Closing Arguments on the Economy
The latest jobs report is a reminder that the Biden-Harris record is not a good one.
Numerous issues matter a great deal in this election, but one has consistently been the chief focus of voters: the economy.
Yes, we’ve all been talking a lot about garbage and “fascists” and Donald Trump’s comments about Liz Cheney and the state-sanctioned murder of Peanut the Squirrel. But when the rubber meets the road, the majority of Americans care most about our economic well-being.

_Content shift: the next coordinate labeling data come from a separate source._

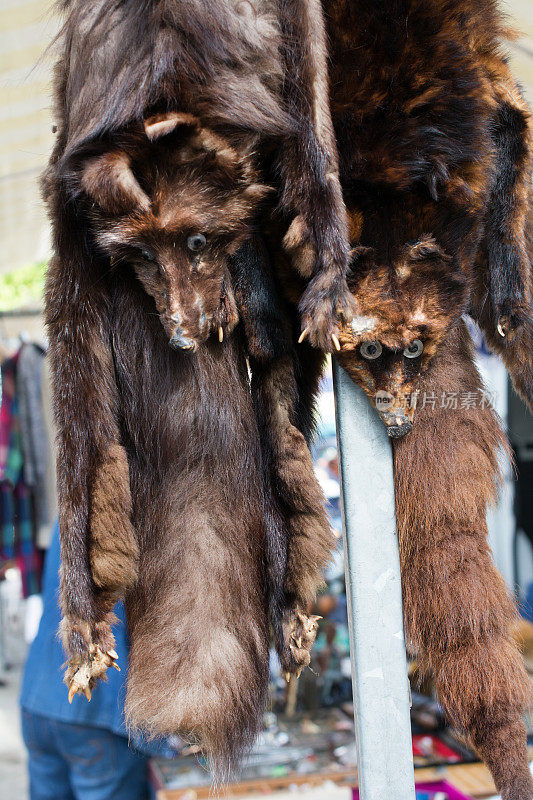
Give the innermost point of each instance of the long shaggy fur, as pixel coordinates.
(438, 119)
(458, 611)
(197, 616)
(185, 508)
(435, 157)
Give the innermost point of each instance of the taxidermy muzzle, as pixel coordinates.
(405, 310)
(178, 238)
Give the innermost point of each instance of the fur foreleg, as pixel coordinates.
(98, 544)
(318, 236)
(504, 257)
(303, 540)
(458, 612)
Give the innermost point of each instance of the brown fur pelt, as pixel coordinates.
(435, 155)
(427, 113)
(255, 69)
(458, 612)
(165, 493)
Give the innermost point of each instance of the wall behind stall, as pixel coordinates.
(26, 138)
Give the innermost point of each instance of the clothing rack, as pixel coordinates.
(373, 590)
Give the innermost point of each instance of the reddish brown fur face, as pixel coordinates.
(176, 209)
(406, 308)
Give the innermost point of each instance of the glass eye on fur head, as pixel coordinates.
(414, 350)
(371, 350)
(196, 242)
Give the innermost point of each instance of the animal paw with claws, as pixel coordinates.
(84, 671)
(325, 306)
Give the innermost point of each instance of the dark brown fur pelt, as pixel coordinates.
(254, 69)
(179, 503)
(427, 113)
(159, 460)
(458, 612)
(299, 536)
(412, 355)
(197, 616)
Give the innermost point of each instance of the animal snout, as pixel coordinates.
(180, 341)
(397, 431)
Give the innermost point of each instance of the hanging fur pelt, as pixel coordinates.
(435, 160)
(254, 68)
(165, 496)
(164, 143)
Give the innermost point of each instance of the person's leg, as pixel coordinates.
(101, 764)
(48, 771)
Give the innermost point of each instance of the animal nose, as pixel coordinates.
(181, 342)
(397, 431)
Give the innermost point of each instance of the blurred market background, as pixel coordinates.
(317, 735)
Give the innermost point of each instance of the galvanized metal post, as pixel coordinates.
(379, 668)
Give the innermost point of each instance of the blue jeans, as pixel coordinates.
(79, 762)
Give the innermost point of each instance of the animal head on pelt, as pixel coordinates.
(410, 292)
(175, 201)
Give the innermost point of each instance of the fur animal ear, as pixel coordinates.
(162, 124)
(109, 180)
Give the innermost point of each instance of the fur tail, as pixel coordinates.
(458, 612)
(199, 652)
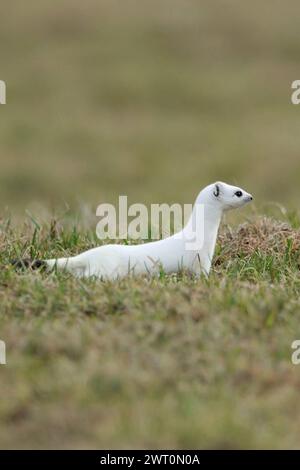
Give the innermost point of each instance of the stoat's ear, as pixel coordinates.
(217, 190)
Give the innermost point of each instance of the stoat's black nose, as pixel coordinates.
(28, 263)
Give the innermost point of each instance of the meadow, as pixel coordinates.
(153, 100)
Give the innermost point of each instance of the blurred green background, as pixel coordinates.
(152, 99)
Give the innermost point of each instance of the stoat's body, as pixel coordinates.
(171, 254)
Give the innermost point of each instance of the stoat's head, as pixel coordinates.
(225, 196)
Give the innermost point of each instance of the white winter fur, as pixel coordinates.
(110, 262)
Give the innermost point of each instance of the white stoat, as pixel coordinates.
(110, 262)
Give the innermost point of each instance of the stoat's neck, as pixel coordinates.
(210, 215)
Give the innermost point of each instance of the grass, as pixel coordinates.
(169, 362)
(153, 100)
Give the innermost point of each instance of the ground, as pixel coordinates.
(172, 362)
(153, 100)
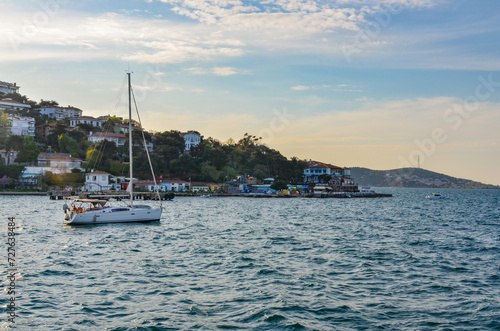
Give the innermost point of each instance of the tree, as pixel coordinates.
(279, 185)
(4, 127)
(68, 145)
(30, 151)
(44, 103)
(4, 181)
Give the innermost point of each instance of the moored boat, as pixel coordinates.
(435, 196)
(97, 211)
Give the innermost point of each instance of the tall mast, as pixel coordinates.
(131, 184)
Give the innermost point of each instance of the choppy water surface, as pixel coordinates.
(235, 263)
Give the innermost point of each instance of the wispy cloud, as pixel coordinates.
(300, 88)
(217, 71)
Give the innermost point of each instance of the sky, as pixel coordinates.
(378, 84)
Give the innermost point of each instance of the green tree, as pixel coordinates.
(279, 185)
(44, 103)
(4, 128)
(30, 151)
(68, 145)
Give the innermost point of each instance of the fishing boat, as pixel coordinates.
(98, 211)
(435, 196)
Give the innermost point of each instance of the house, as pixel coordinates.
(175, 185)
(339, 179)
(97, 181)
(8, 88)
(8, 157)
(22, 125)
(314, 171)
(74, 121)
(123, 128)
(191, 139)
(58, 163)
(60, 113)
(44, 130)
(118, 138)
(199, 187)
(9, 104)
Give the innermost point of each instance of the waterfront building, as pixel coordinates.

This election is not a contest between two unknowns, either. We can look back at Trump’s record as president for four years. Outside of the response to the coronavirus, much of which was outside of his control, Trump’s term was marked by outstanding economic performance.

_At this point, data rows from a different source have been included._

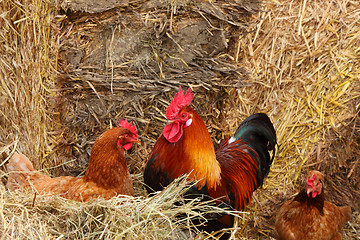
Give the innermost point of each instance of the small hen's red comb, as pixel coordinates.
(310, 181)
(129, 126)
(180, 100)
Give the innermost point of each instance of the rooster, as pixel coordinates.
(229, 174)
(107, 174)
(309, 216)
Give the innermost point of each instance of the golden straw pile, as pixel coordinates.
(297, 61)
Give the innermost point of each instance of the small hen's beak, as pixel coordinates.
(170, 122)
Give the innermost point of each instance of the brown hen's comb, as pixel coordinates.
(180, 100)
(129, 126)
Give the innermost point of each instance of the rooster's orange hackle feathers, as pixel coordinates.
(107, 174)
(230, 174)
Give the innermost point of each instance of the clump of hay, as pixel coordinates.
(66, 76)
(42, 217)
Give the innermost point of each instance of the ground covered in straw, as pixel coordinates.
(70, 69)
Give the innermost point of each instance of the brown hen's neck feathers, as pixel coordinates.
(317, 202)
(196, 152)
(107, 166)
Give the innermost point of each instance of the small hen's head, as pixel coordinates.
(314, 183)
(129, 136)
(178, 118)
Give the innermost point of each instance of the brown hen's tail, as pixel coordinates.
(346, 213)
(259, 133)
(19, 168)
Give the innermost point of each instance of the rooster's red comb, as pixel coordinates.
(310, 181)
(128, 125)
(180, 100)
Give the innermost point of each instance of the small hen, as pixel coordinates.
(107, 174)
(309, 216)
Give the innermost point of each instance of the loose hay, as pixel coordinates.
(66, 76)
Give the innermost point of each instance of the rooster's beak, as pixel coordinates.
(135, 141)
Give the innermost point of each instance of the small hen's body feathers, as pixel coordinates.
(310, 218)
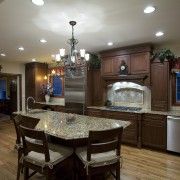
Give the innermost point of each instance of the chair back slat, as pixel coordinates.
(17, 120)
(34, 140)
(104, 147)
(104, 141)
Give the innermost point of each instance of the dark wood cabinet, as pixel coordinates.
(96, 90)
(34, 78)
(94, 112)
(160, 86)
(154, 129)
(140, 63)
(58, 108)
(130, 133)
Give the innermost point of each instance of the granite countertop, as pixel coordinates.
(54, 123)
(147, 111)
(52, 103)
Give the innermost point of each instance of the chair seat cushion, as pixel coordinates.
(98, 159)
(57, 154)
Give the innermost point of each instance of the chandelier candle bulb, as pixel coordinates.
(82, 52)
(62, 52)
(58, 57)
(87, 57)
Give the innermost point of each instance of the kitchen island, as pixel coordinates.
(55, 124)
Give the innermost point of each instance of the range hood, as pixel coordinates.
(138, 79)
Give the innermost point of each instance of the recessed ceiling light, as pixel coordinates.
(21, 48)
(109, 43)
(159, 33)
(149, 9)
(2, 54)
(38, 2)
(42, 40)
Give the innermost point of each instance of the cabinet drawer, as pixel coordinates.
(94, 112)
(120, 115)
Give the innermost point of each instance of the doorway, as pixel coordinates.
(11, 100)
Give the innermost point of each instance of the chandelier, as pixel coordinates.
(74, 59)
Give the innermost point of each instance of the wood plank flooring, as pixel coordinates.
(138, 164)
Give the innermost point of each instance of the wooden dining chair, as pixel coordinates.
(17, 120)
(102, 154)
(39, 157)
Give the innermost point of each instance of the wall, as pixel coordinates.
(15, 68)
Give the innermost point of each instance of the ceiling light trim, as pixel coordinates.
(38, 2)
(149, 9)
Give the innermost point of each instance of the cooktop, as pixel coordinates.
(123, 108)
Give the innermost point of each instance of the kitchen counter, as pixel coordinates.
(145, 111)
(52, 103)
(54, 123)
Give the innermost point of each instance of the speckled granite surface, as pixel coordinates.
(52, 103)
(54, 123)
(168, 113)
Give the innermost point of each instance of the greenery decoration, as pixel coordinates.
(94, 62)
(163, 54)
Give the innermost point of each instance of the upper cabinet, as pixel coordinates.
(160, 86)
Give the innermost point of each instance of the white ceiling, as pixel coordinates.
(98, 21)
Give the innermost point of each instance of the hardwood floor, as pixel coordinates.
(138, 164)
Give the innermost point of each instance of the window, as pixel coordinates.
(57, 82)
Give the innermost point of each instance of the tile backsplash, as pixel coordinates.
(129, 94)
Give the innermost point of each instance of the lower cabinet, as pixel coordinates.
(94, 112)
(154, 129)
(130, 133)
(58, 108)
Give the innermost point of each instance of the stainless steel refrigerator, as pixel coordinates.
(75, 90)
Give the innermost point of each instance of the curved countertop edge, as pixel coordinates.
(52, 103)
(143, 111)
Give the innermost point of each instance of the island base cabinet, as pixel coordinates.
(154, 131)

We can also look back at Kamala Harris’s record as vice president for the last four years. That’s why Trump sometimes echoes Ronald Reagan’s famous 1980 formulation: “Are you better off than you were four years ago?” The answer is no (unless you’re a Leftmedia opinion columnist or a Nobel-winning economist with a track record of being wrong).
Joe Biden kicked off inflation in the spring of 2021 with a massive spending bill — and his trusty sidekick, VP Harris, provided the tiebreaking vote for it in the Senate. Throwing far too much taxpayer money into an economy already struggling to meet demand sent inflation soaring to an annual high of 9.1% by June 2022. The cumulative number since the Biden-Harris inflation bomb is over 20%, and many goods and services are 40%, 50%, or 60% more expensive than they were when Trump left office.

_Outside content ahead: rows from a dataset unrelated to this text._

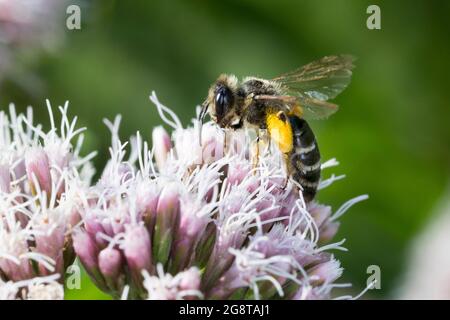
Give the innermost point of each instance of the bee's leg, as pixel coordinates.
(224, 142)
(255, 151)
(288, 170)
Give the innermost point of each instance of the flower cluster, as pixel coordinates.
(204, 220)
(40, 173)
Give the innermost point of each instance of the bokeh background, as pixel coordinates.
(391, 134)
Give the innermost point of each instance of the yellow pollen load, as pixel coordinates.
(280, 132)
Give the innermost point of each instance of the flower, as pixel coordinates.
(38, 288)
(204, 221)
(40, 174)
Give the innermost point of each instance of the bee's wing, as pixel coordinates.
(317, 82)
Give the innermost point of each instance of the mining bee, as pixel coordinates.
(280, 106)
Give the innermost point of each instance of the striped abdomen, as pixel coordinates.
(304, 158)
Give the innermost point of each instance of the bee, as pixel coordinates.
(281, 106)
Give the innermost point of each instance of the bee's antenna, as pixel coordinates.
(201, 117)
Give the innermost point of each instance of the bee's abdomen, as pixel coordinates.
(304, 158)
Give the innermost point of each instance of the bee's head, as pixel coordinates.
(221, 101)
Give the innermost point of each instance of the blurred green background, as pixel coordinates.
(391, 134)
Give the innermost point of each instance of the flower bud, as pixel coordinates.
(5, 179)
(137, 250)
(161, 145)
(167, 216)
(110, 263)
(38, 170)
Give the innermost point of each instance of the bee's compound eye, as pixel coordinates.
(224, 99)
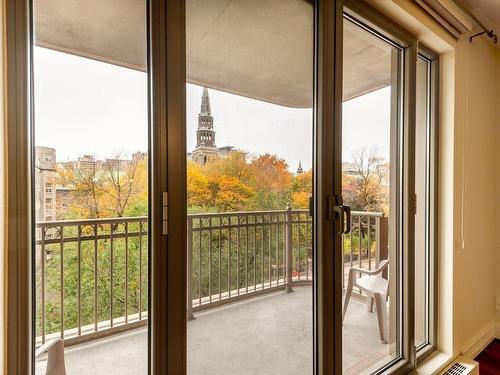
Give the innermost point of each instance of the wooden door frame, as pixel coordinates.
(327, 182)
(18, 316)
(168, 67)
(167, 93)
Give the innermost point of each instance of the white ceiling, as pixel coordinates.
(487, 11)
(261, 49)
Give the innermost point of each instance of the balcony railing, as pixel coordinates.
(92, 274)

Home prices have soared nearly 30%, which helps sellers but crushes buyers, who are paying higher prices and interest rates. Many renters now think they’ll never be able to afford a home.
Compare the candidates’ records, and the economy alone ought to determine the election outcome. Remember Democrat strategist James Carville’s famous statement in 1992: “It’s the economy, stupid.”
(Just to be clear, I also think that other deciding factors include but are not limited to the Supreme Court, the military’s commander-in-chief, and the Democrats’ cultish push for evil things like unlimited abortion and gender mutilation, even for kids.)
With that setup, let’s look back at Friday’s jobs report and other economic barometers ahead of tomorrow’s Election Day.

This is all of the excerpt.